Benchmarking different compression/checksum algorithms prior to pool creation?

I’m about to recreate my pool on empty disks, and send/receive the original data across.

But before doing that, I’d like to test CPU time for various compression and checksum options on my specific hardware using a temp pool on the empty disks, rather than picking based on hearsay/guesswork.

That means testing the usual - read vs write, small vs large vs mixed blocks, 0 - 50 - 100% compressible (but not just zeros), and preventing effects of warm ARC/existing structures polluting the results. (CPU has AVX2 but not SHA)

I can’t find a resource to do this, but I’m sure its a question many have asked and some serious enthusiasts and users devote time to.

Are there any scripts or test methods available to an ordinary SCALE user which do this in one neat package, or an already-existing script? What do others do?

Alternatively, if I need to do it from scratch, how should I approach it so I time what I actually want to time, and don’t get misled by ZFS shortcutting things, efficiency pathways, non-algorithm time etc? Is it a huge job?
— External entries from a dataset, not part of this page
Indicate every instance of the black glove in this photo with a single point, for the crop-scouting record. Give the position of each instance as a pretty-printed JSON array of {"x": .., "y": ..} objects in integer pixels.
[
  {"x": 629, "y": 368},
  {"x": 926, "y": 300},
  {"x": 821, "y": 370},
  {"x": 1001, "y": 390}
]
Instrumentation options are valid

While I’m not looking for extreme solutions, I’m not averse to narrowly instrumenting the R/W pipeline with perf or BPFTrace if that’s honestly in others’ view, the easiest way to measure exactly what Im after (or close to it), either. I had to do that on CORE to cleanly optimise it. too. But I don’t know this system and I’d have to ask outline help what/how to instrument, key lines of code to base it on, and what to look for in the output, if that’s whats needed.

System/pool info

If relevant, the pool was 40 TB full size, 14 TB deduped on CORE, and the system was designed for dedup workload and I/O: 2015 era Xeon/Supermicro, huge RAM (256 GB) with no other workloads/no apps or jails, many cores, fast mirrors, fast SSD special vdevs.
CPU is 8C/16T (or maybe 16C/16T??). Family 6/63 (Haswell/Broadwell-EP), AVX2 but no SHA instructions, 35MB large L3 cache, 3.2 GHz max
Ran OK on CORE 13 U5.3, can only run better with modern parameters/careful tuning/fast dedup/clean install SCALE 25.10.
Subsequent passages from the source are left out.